Carol Vogel writes about the new director of the Metropolitan Museum, Thomas P. Campell, a British expert in medieval tapestries who grew up in Cambridge and, after studying for three years in Oxford, studied with Pietro Raffo while at Christie’s (“Basking In His Met Moment, Before the Hard Work Begins, ” NYT, September 12,2008) :
Mr. Campbell,46, seems ready for the challenge, exuding a kind of English schoolboy enthusiasm and resolve that won over a tough board of trustees. He triumphed over dozens of candidates interviewed for the job over the last eight months. His career trajectory hardly suggests that he has had his eye on the corner office. Growing up outside Cambridge, England, he began drawing and painting at a young age. “I still paint watercolors occasionally, mostly landscapes, ” he said. His father was a businessman, his mother a painter. But when he arrived at Oxford as an undergraduate, it was theater, not painting, that initially consumed him. “At first I thought of directing plays and musicals, bossing people around, ” he said. “I wince now when I think about the touchy-feely exercises we would do. It wouldn’t go down well with the curatorial staff here.” But soon his love of the visual arts trumped his theatrical aspirations, and upon graduating he headed to London, where he took a year’s course in fine and decorative art at Christie’s auction house. It was something of a culture shock. “I came down from Oxford having spent three years soaking up academic worldviews, ” he explained. He recalls landing in a class with Pietro Raffo, a passionate teacher from Italy. “I remember very early on he would throw up images on a screen and ask us what they were, ” Mr.
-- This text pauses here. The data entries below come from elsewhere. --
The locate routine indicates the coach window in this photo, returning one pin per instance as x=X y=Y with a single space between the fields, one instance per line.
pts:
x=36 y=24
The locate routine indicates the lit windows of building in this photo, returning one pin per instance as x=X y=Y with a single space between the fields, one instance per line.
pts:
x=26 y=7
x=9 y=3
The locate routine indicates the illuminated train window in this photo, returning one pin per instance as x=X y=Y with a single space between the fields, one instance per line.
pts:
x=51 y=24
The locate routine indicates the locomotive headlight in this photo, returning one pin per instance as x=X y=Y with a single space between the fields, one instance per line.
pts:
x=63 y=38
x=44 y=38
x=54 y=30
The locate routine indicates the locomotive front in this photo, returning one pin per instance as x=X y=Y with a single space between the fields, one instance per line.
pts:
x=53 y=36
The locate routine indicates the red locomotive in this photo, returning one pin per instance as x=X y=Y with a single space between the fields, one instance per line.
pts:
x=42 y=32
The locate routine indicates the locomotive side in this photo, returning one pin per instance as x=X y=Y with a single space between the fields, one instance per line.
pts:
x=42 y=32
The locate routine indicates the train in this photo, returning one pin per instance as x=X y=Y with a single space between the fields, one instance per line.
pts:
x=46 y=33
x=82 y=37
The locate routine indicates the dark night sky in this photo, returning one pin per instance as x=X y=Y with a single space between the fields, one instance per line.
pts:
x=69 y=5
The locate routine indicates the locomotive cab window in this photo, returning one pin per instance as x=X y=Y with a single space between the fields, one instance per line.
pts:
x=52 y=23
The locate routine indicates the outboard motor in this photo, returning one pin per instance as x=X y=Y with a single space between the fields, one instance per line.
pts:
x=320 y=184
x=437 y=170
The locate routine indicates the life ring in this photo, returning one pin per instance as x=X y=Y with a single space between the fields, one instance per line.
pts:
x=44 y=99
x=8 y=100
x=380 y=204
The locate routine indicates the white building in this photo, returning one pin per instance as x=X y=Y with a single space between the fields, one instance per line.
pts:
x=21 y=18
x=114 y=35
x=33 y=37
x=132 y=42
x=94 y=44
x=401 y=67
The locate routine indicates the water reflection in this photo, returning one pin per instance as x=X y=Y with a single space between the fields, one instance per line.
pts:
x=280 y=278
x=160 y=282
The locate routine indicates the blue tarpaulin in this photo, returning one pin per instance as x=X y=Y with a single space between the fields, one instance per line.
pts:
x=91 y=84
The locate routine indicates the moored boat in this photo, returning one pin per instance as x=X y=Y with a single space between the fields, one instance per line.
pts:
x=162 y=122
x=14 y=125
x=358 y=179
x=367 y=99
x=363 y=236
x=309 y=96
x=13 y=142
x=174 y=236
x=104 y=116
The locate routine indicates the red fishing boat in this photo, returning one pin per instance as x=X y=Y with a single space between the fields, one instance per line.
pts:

Campbell said. “One was a Titian bacchanal, and when he asked me what it was, I said, ‘It’s a bacchanal by Titian.’ “He took me to task and said: ‘What do you mean? What is it? ’ ” Mr. Campbell said he groped for some scholarly term, until the teacher screamed that it was a “drunken orgy, and they’re all having sex.” It was a basic lesson hammered home over a year, Mr. Campbell said, “how to put aside your preconceptions and look at something with fresh eyes.”


9/12/08

COMMENTS OF THE POEM
Paul Josef B. 12 September 2008

I've seen the painting, my eyes noticed first the crowd of revelers, then the naked woman to the bottom left, and then lastly the wandering child near her. Everyone is enjoying the revelry except the baby, which has a look of consternation- that ought to be most palpable, but i saw that last (sigh) . What did you notice first?